Por isso, Cristo não satisfez a curiosidade de quem o interpelou, nem a nossa, mas a todos encaminha para o que realmente é importante: o empenho que cada um de nós deve pôr para atravessarmos a passagem, essa, sim, realmente estreita, que dá acesso ao Reino dos Céus.
Aliás, a questão tem muito mais a ver com cada um e cada uma de nós do que com Deus, pois no seu coração há lugar para todos os seus filhos: “hão de vir do Oriente e do Ocidente, do Norte e do Sul”. Já através do profeta Isaías o Senhor tinha afirmado: “virei reunir todas as nações e todas as línguas, para que venham contemplar a minha glória”.
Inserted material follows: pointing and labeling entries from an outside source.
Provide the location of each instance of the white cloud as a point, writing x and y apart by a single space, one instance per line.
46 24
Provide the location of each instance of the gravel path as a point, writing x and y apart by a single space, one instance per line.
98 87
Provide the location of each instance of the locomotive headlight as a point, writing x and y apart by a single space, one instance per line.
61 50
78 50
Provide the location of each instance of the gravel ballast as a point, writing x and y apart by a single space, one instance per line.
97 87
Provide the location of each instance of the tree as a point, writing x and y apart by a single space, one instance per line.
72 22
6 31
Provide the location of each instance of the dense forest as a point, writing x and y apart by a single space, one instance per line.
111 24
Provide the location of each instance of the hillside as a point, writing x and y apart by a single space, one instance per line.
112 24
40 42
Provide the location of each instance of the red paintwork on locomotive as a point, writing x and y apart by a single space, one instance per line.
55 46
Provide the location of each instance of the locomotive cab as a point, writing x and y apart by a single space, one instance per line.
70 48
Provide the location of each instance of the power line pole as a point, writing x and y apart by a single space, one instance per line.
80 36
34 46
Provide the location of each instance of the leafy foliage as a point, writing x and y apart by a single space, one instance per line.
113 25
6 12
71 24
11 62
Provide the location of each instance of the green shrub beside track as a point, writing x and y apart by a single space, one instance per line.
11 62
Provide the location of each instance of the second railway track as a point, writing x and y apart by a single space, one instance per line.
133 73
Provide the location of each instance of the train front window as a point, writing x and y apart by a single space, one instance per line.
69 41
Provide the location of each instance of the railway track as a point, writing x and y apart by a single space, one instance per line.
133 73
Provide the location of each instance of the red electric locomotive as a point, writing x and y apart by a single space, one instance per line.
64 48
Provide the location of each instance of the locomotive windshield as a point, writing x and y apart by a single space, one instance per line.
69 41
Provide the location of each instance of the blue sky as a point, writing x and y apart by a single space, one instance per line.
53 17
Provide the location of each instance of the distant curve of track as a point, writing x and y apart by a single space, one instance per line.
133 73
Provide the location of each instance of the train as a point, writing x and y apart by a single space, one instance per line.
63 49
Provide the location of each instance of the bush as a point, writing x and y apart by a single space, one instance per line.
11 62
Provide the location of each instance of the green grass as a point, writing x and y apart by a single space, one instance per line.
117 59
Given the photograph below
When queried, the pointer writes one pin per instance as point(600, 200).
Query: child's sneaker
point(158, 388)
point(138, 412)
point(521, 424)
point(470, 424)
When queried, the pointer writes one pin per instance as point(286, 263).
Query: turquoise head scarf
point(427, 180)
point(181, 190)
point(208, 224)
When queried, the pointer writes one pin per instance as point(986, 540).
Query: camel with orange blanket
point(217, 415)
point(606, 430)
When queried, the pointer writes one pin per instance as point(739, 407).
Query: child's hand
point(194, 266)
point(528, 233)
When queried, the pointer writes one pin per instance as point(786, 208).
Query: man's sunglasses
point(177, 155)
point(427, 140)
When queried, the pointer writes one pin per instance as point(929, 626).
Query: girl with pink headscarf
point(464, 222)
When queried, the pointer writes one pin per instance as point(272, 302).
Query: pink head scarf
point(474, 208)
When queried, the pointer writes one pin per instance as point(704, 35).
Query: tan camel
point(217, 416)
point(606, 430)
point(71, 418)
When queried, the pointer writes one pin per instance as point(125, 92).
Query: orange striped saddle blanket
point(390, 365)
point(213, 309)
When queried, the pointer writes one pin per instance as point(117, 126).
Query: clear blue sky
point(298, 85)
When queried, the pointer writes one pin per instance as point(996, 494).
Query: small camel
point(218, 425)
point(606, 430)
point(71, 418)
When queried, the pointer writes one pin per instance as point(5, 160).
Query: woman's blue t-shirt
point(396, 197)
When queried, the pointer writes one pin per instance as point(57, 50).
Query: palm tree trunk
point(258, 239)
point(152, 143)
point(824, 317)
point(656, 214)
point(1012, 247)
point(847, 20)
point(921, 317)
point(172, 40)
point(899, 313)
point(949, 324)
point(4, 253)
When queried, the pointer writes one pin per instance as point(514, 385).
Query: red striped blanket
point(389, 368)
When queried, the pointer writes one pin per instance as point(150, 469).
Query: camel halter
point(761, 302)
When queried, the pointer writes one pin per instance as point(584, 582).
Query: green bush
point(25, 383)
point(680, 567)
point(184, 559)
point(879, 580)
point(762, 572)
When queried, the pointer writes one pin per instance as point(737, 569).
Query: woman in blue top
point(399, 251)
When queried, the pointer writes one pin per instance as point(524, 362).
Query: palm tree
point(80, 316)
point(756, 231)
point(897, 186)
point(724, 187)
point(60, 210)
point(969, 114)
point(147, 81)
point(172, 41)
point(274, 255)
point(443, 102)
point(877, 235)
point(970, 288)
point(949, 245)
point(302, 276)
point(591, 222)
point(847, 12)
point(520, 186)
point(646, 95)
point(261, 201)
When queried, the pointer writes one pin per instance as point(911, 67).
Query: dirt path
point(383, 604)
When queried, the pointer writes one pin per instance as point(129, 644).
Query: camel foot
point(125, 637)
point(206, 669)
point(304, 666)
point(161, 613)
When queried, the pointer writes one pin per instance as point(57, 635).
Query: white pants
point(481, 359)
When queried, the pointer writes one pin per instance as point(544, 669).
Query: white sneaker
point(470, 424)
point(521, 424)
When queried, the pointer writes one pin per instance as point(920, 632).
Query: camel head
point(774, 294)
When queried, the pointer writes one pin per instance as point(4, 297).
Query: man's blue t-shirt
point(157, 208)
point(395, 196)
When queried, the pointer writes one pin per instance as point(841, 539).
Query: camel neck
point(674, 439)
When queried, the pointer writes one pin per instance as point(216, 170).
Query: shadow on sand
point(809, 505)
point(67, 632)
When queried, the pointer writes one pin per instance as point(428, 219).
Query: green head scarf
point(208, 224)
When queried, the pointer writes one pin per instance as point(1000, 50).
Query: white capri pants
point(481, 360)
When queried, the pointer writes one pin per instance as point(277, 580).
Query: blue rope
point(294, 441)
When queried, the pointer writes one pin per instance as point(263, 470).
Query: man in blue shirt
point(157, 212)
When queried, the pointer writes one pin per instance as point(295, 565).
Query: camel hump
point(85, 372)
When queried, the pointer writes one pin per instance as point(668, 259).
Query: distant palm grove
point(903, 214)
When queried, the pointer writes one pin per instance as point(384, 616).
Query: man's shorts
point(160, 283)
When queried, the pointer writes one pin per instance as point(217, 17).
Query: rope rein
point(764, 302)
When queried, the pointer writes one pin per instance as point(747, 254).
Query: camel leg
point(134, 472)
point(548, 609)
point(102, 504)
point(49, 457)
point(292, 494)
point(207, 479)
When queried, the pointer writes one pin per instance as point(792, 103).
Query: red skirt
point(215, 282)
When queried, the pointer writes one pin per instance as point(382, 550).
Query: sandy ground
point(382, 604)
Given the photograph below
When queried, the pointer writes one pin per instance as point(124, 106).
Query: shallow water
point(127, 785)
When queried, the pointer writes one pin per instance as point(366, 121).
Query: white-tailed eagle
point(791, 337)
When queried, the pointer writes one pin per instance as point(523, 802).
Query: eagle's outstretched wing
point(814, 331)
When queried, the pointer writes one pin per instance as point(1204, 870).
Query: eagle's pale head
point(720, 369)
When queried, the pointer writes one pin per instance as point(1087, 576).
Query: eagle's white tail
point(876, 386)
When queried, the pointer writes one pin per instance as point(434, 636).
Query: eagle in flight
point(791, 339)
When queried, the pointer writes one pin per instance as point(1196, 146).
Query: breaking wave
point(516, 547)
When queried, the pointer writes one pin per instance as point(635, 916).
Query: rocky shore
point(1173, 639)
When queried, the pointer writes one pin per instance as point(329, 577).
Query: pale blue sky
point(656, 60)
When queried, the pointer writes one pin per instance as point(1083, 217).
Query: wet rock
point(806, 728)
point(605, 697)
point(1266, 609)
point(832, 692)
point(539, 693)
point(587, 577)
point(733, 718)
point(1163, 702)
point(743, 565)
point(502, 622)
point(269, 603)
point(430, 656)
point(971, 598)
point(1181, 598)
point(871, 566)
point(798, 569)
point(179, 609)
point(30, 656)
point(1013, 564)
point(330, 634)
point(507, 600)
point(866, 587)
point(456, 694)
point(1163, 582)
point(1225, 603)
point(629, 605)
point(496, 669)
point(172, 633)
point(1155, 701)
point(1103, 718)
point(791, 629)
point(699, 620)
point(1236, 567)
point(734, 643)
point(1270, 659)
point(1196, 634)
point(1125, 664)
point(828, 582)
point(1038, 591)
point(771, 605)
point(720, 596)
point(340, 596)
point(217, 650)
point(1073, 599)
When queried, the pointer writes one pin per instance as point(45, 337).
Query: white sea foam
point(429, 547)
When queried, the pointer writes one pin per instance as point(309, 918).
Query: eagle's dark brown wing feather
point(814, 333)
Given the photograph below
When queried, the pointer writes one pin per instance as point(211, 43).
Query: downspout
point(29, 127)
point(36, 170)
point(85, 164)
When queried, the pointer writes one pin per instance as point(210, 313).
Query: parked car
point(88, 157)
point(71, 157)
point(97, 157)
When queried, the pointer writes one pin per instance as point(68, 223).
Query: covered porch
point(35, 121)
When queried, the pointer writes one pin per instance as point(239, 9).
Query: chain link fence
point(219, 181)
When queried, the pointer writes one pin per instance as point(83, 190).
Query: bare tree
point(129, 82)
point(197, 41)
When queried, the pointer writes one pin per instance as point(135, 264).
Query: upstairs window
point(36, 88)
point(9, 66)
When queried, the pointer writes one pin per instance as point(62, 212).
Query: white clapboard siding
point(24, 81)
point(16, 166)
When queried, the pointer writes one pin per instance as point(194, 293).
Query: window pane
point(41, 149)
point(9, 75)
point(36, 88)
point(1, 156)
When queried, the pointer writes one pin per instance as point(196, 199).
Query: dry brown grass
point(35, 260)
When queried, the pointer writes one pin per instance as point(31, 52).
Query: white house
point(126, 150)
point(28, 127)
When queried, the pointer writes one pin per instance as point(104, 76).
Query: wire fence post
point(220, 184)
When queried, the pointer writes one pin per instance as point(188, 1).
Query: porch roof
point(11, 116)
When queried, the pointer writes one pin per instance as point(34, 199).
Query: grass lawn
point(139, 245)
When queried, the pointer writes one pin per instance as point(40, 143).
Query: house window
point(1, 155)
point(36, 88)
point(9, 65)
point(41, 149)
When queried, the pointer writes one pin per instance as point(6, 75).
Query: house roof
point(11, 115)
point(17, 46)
Por isso, a verdadeira questão não reside na possível falta de espaço, mas nas condições de acessibilidade, e estas têm a ver todos nós: aceitar percorrê-las ou não! E, aqui, Jesus é bem claro: há muita bagagem que não passará neste ‘controle’ fron-teiriço, já que se trata de passagem é estreita.
Perante isto, ficamos a saber, com toda a certeza, que há bagagens que, garantidamente, não passam neste controle. Entre elas, a altivez do orgulho, com o seu o role de comendas, títulos e cargos; os cifrões das contas bancárias ou os cartões Multibanco, por mais ‘golden’ que eles sejam – “é mais fácil passar um camelo pelo fundo duma agulha do que um rico salvar-se”; igualmente, e com toda a evidência, a prática do mal: “afastai-vos de mim todos os que praticais a iniquidade”.
Mas, curiosamente, o evangelista aponta um outro género de credenciais que também não garantem acesso ao Reino dos Céus, a saber: a simples prática religiosa e sacramental – “comemos e bebemos contigo; ensinaste nas nossas praças” – não dá, só por si, garantia de acesso! E S. Mateus ainda vai mais longe: nem tão pouco o fazer milagres é garantia absoluta (cf. Mt. 7,22)!
O caminho mais seguro para acertarmos com a porta estreita já nos foi indicado através do profeta Miquéias: “já te foi indicado, ó homem, o que deves fazer, o que o Senhor exige de ti: praticar a justiça e amar a misericórdia, e ser humilde diante de Deus” (Miq. 6, 8).
E este caminho leva-nos necessariamente ao encontro dos nossos irmãos: “Ide por todo o mundo e anunciai a boa nova”. É o caminho da missão, ao perto e ao longe! De facto, com que ‘cara’ nos vamos apresentar diante de Deus se, sabendo que a sua vontade é que todos se salvem, não fizermos nada por isso? Com razão, Paulo VI, na ‘Evangelii Nuntiandi’, escrevia: “os homens poderão salvar-se por outras vias, graças à misericórdia de Deus, se nós não lhes anunciarmos o Evangelho; mas nós, poder-nos-emos salvar se, por negligência, por medo ou por vergonha ou por eles seguirem ideias falsas, deixarmos de o anunciar? Isso seria, com efeito, trair o apelo de Deus…” (E. N. nº 80).
Por isso, a repreensão de que fala o texto da Carta aos Hebreus pode ser encarada mais como correção de rota e de rumo do que simples castigo corporal ou físico. Perguntemo-nos então: que bagagem estou eu preparando para me apresentar no controle dessa passagem estreita? E não esqueçamos: trata-se de uma questão que não devemos adiar para amanhã, pois amanhã pode ser já tarde!